Fictions de cauchemar, les dystopies se conjuguent à toutes les sauces

Dans un éditorial publié par le New York Times, la Canadienne Margaret Atwood estimait qu’elle voyait son roman «La servante écarlate» comme une «anti-prédiction».
Photo: Alberto E. Rodriguez / Getty Images North America / Agence France-Presse Dans un éditorial publié par le New York Times, la Canadienne Margaret Atwood estimait qu’elle voyait son roman «La servante écarlate» comme une «anti-prédiction».

Paris — Les ventes de 1984 s’envolent, et La servante écarlate, en lice pour les Emmy awards, cartonne. Ces fictions, qui imaginent le pire dans un univers proche du nôtre, explosent. Reflet d’une société angoissée ou nouvelle façon de s’évader ?

En France, l’enseigne culturelle Fnac a justement proposé une sélection de romans et de DVD sur le thème « quand l’utopie vire au cauchemar ». Figuraient notamment Soleil vert (sur l’épuisement des ressources naturelles) pour la partie cinéma et Le meilleur des mondes (sur le clonage et la génétique) en littérature.

Contraire de l’utopie, la dystopie s’est « démocratisée en touchant un nouveau public », plus adulte et pas forcément admirateur de science-fiction, estime Nicolas Gaudemet, directeur du pôle culture à la Fnac.

D’autant plus qu’elle irrigue de nombreux genres et a aussi conquis la littérature classique, comme l’atteste le nombre de romans étiquetés dystopiques en cette rentrée littéraire, du Notre vie dans les forêts de Marie Darieussecq au prochain polar du sud-africain Deon Meyer, L’Année du lion.

Un engouement qui a démarré il y a plusieurs années grâce aux young adults (les jeunes adultes, de 12 à 30 ans) et aux sagas Hunger Games ou Divergente, qui dépeignent des univers liberticides et ont ensuite été portées à l’écran.

Entre temps, l’arrivée au pouvoir de Donald Trump, ses attaques contre les médias et sa défense de « faits alternatifs » a amplifié le phénomène, offrant une incroyable publicité à 1984, le classique de George Orwell dénonçant le totalitarisme et introduisant le personnage de « Big brother ».

« Il y a une anxiété face à des phénomènes (politiques, écologiques, sociétaux) de plus en plus inattendus qui ont l’air de donner encore plus raison à la fiction », explique Valérie Stiénon, maître de conférences en littérature française à Paris-XIII.

La dystopie est « un outil très utilisé aujourd’hui pour mettre en forme nos craintes », constate l’universitaire.

Car « ce qui advient est de l’ordre du possible, ou pourra l’être dans quelques années », contrairement à un univers comme le fantasy, peuplé de créatures imaginaires, souligne Anne Prescott, qui enseigne au Barnard College à New York.

Faut-il y voir le signe d’une époque particulièrement sombre ?

« Les dystopies fonctionnent en décrivant des sociétés extrêmes, en désintégration, sans ouverture, ni espoir.
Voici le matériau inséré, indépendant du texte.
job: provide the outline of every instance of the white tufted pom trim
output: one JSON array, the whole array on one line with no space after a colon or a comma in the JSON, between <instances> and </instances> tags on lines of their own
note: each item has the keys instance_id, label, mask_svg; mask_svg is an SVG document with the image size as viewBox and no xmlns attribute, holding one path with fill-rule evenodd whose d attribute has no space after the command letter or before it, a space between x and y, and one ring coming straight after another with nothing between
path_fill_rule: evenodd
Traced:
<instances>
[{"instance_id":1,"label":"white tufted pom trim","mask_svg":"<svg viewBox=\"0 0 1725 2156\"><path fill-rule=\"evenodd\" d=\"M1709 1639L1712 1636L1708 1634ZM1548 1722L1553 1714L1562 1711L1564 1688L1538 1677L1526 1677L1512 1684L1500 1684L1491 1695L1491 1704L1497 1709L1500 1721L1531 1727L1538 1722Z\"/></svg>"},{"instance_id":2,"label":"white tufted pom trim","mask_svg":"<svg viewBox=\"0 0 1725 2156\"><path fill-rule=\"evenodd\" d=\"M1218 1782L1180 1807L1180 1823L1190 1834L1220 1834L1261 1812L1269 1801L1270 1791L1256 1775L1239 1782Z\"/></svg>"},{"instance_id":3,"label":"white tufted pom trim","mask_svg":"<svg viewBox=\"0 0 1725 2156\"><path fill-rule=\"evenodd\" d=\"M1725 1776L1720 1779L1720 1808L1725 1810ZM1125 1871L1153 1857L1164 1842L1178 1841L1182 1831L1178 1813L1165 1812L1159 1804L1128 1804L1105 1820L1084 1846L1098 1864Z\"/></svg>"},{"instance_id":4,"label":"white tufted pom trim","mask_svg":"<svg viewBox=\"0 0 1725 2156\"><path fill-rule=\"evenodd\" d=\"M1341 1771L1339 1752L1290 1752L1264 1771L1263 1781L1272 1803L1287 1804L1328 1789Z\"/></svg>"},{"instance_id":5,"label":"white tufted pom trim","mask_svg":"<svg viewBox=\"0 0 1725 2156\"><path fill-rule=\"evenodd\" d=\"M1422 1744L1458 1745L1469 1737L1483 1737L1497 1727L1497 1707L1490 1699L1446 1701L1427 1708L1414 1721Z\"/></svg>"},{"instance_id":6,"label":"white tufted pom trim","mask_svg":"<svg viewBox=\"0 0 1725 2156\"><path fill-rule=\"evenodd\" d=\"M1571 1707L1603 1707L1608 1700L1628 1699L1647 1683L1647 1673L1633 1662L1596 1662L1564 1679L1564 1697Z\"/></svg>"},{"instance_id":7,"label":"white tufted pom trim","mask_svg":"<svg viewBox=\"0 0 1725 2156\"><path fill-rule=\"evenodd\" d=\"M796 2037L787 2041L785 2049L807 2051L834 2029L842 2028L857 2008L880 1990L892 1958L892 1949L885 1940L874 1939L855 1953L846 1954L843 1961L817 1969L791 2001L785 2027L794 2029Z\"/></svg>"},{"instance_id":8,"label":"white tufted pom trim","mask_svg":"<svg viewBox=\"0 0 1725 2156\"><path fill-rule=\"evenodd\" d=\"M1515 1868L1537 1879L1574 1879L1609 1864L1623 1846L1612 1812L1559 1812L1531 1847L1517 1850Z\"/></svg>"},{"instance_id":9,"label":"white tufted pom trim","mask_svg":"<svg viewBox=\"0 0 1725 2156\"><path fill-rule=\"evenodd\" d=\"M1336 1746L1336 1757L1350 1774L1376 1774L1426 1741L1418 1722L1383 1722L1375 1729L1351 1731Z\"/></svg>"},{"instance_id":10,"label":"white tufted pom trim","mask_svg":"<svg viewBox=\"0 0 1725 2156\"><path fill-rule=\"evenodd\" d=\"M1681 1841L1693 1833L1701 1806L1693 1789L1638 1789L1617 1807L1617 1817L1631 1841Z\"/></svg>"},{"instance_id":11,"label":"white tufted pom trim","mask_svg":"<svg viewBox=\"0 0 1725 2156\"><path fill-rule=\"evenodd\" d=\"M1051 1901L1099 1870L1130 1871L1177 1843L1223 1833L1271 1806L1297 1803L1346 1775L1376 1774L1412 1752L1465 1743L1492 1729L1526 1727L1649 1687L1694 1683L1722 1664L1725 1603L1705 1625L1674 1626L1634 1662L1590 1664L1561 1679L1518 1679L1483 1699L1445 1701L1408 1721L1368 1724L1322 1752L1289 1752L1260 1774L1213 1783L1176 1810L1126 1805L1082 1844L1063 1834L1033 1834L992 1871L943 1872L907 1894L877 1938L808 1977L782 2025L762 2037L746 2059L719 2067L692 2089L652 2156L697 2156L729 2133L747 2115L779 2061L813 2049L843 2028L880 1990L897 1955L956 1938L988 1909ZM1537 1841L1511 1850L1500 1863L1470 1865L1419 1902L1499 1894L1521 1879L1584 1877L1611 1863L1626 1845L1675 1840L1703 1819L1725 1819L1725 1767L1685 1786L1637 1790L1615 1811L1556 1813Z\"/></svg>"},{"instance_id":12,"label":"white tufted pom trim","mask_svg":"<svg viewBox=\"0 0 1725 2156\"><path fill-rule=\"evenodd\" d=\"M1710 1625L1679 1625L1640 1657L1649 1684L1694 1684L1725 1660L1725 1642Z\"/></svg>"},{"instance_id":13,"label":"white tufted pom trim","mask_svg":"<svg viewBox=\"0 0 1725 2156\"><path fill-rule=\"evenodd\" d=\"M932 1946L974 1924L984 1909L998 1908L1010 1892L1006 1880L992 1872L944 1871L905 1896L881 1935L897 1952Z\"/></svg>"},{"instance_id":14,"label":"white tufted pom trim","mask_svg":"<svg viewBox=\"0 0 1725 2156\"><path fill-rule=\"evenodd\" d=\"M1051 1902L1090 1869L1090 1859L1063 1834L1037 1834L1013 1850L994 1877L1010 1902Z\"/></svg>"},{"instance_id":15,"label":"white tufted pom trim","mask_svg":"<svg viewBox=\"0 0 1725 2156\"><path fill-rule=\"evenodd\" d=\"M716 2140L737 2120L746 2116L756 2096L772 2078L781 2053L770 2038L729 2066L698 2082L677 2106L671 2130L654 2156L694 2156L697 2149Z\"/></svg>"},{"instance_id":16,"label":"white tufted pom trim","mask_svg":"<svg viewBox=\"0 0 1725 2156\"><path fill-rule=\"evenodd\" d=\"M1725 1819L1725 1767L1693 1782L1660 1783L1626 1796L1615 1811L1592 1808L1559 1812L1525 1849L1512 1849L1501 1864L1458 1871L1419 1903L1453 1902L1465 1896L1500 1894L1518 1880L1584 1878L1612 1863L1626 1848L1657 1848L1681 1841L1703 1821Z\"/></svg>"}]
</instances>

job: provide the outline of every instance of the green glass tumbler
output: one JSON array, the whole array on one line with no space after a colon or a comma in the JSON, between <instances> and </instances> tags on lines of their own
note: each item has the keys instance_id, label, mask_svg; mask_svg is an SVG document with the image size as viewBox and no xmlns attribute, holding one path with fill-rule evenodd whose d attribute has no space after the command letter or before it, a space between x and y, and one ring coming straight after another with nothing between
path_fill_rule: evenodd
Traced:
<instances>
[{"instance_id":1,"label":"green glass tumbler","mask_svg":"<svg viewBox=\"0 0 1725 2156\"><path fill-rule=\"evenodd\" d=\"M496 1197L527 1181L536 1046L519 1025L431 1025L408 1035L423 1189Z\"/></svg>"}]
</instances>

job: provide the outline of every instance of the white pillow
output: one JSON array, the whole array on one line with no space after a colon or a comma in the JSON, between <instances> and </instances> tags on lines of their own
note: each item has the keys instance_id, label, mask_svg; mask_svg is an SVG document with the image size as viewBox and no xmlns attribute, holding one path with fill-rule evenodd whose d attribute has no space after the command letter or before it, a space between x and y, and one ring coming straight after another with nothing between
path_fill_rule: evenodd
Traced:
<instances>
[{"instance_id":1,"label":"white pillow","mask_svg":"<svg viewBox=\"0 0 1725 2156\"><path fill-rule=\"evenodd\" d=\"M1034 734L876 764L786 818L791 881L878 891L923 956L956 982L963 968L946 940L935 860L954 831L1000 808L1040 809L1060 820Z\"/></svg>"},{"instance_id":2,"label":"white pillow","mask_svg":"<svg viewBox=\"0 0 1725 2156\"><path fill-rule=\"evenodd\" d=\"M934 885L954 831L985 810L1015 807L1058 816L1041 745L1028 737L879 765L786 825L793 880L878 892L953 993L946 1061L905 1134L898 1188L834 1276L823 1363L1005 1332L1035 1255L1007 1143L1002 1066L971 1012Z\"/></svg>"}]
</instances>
Il est rare de trouver des sociétés entières dans cette situation », souligne James Berger, professeur associé à Yale.

Si la dystopie est prisée, c’est souvent pour sa capacité à avertir voire à prévoir, et non parce qu’elle se rapproche de l’actualité. D’ailleurs, argumente M. Berger, « dans les années 50-60, la grande peur était celle d’une guerre nucléaire. Malgré de nombreux films sur le sujet, il y a eu très peu de dystopies » post-apocalyptiques.

Dans un éditorial publié par le New York Times début mars, la Canadienne Margaret Atwood estimait qu’elle voyait plutôt son roman La servante écarlate comme une « anti-prédiction : si ce futur peut être décrit en détail, peut-être qu’il n’arrivera pas ».

Datant de 1985, le roman, récemment transposé en série à succès, décrit une société où les femmes fertiles sont réduites en esclavage et condamnées à procréer.

Pour Pamela Bedore, elle aussi spécialiste de la dystopie dans le Connecticut, lire ou regarder ce genre de fiction est avant tout « stimulant et addictif » avec un phénomène d’identification à un personnage qui tente de changer les choses.

C’est « aussi une manière d’agir, et pas seulement une réaction fataliste à des peurs », renchérit Valérie Stiénon, qui y voit un équivalent du roman d’aventure du XIXe siècle. « On met en avant des victimes qui s’en sortent, qui persistent ou qui résistent ».